Fired nonprofit chief sues Hammond over dismissal

2013-03-11T17:30:00Z 2013-03-12T00:15:03Z Fired nonprofit chief sues Hammond over dismissalChelsea Schneider Kirk, (219) 933-3241

HAMMOND | The fired director of a Hammond nonprofit has filed suit in federal court, contending she was let go from the position because she ran for City Council.

Carlotta Blake-King is suing Mayor Thomas McDermott Jr., along with the nonprofit agency United Neighborhoods Inc.

City Councilman Anthony Higgs, who Blake-King ran against for City Council in 2011, Phil Taillon, executive director of the city's Department of Planning and Development, and attorney Nicole Bennett also are named as defendants in the lawsuit.

Blake-King argues in the complaint filed Monday in federal court that the defendants conspired to fire her from her leadership role at UNI in retaliation for her running for office.

McDermott said Monday what Blake-King is alleging in the suit is "completely untrue." He said over the course of a couple years Blake-King was found to be an "unsatisfactory" leader of the agency.

"Repeatedly she was warned and counseled," McDermott said, "and what she is alleging is completely untrue. We're going to do what we can to defend the city and UNI, Inc."

Blake-King was fired from the position in 2011, and at the time, Taillon told The Times her firing wasn't related to her candidacy for office.
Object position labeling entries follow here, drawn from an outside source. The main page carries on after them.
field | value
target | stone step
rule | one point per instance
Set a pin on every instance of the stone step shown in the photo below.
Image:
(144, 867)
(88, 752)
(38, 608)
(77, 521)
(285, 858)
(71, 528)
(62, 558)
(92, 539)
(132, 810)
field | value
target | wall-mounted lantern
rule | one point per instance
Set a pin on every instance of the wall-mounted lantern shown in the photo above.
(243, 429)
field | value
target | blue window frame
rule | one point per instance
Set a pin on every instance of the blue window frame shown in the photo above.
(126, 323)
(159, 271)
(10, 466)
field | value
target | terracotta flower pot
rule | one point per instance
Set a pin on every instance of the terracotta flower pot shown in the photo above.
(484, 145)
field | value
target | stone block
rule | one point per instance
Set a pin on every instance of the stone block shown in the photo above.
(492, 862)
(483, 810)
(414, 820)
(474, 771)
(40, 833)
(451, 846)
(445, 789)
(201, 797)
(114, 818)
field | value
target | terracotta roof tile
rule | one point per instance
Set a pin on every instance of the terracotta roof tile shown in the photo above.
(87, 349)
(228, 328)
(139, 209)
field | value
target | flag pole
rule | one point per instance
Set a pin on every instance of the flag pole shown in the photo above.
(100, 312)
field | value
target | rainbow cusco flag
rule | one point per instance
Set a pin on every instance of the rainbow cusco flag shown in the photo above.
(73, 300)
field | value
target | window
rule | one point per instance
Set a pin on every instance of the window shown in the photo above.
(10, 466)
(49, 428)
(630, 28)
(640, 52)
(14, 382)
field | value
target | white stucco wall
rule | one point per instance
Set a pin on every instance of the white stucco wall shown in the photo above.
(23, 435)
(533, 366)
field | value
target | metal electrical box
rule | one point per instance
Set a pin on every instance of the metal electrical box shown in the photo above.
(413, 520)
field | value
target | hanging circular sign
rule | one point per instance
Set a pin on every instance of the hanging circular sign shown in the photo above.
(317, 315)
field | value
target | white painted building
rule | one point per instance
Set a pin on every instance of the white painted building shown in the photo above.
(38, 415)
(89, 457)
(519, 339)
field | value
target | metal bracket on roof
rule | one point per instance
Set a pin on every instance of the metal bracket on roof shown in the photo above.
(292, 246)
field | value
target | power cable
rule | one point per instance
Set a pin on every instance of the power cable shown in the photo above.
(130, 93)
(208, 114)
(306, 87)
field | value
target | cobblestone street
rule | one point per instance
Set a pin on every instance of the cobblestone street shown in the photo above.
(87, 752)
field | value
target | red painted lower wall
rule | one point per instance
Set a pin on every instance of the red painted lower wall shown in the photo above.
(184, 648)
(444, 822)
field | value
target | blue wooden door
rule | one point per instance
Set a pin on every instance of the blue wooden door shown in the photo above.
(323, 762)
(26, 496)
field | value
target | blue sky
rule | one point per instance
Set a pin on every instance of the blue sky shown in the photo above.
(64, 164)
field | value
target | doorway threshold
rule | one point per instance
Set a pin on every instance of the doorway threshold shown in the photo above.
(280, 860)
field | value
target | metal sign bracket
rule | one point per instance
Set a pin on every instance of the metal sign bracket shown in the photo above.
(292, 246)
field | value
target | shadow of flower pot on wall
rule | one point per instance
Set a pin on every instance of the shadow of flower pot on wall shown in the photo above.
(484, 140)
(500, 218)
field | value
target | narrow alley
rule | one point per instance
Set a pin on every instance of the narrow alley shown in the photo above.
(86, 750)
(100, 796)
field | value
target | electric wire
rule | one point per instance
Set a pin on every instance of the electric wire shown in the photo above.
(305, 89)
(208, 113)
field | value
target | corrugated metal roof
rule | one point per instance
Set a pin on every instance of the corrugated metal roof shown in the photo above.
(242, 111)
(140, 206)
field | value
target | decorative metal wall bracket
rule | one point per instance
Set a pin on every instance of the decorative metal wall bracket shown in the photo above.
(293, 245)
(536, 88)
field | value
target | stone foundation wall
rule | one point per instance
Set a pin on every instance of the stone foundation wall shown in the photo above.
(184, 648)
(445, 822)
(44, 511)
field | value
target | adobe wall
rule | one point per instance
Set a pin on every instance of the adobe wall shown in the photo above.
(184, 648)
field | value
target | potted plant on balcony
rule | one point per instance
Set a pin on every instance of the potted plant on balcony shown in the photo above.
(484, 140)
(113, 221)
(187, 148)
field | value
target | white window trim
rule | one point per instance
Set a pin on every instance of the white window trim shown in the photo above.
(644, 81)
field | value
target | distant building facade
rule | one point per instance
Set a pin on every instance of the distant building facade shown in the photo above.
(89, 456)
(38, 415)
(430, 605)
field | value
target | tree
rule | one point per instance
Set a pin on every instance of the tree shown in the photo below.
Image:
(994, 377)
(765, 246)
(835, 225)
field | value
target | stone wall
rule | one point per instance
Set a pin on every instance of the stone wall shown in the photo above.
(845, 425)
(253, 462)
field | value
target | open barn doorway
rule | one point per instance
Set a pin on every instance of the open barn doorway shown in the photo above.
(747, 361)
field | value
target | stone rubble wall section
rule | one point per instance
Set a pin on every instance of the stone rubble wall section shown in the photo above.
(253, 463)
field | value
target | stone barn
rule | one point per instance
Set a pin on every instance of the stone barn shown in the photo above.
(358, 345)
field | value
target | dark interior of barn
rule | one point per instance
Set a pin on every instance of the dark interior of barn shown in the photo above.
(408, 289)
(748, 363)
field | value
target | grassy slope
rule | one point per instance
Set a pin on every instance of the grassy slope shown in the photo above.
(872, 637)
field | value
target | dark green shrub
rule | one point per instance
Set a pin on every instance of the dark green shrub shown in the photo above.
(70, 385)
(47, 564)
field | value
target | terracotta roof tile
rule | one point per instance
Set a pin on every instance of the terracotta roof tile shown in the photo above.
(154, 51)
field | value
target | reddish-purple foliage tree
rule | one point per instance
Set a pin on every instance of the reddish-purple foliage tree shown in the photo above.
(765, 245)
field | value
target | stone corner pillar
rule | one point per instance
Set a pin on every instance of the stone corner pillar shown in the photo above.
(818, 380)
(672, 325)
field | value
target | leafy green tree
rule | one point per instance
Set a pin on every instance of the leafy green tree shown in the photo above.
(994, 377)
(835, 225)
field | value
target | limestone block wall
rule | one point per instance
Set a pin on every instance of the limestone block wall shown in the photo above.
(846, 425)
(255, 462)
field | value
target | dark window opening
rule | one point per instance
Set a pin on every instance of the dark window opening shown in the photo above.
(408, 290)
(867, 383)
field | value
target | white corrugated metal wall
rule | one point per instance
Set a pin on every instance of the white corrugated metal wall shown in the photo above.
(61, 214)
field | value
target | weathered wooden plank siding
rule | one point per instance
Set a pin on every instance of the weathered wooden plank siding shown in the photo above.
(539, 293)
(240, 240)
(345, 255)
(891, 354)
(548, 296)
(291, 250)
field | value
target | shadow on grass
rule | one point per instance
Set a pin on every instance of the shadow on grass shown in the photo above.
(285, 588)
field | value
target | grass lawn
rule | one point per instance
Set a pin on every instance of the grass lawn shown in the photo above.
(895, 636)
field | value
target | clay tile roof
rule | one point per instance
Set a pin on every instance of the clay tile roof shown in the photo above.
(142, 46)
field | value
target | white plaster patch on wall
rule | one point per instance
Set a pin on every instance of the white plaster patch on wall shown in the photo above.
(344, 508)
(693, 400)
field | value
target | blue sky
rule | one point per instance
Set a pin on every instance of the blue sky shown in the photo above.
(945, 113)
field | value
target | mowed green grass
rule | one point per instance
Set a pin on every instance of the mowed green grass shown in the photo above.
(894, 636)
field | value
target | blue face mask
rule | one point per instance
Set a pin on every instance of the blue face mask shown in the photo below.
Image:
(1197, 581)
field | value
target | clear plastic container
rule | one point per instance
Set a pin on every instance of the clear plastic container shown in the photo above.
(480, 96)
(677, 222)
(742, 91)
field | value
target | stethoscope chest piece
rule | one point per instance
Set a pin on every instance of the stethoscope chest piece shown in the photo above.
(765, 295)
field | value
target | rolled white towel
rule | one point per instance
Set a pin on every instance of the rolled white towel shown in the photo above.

The complaint alleges McDermott was angry at Blake-King for deciding to run for City Council against Higgs, who he was reportedly supporting for the office.

According to the complaint, McDermott wanted Blake-King's help with his re-election bid for mayor and worried “by running for City Council she would not be able to adequately help and support his campaign.”

Blake-King also argues that Taillon, who served as president of UNI's Board of Directors, was concerned the nonprofit's funding could be jeopardized if she declared a political party.

According to the complaint, UNI received $100,000 per year from Taillon's department, along with discretionary gaming money in the range of $98,000 to $160,000 per year to support the creation of affordable housing in the city.

The complaint states Blake-King was fired after a “special meeting' of UNI's Board of Directors where she alleges Taillon “berated” her character and work performance.

At the closed meeting, the complaint contends Bennett advised the board that Blake-King running for office while serving as UNI's director violated a federal act that bars certain employees from taking part in partisan politics.

Before her firing, Higgs also had sent Blake-King a letter through the City Council questioning the legality of her running for office while being employed at UNI, the complaint states.

Blake-King is requesting the wages and benefits she would have received if she wasn't fired from UNI through the lawsuit.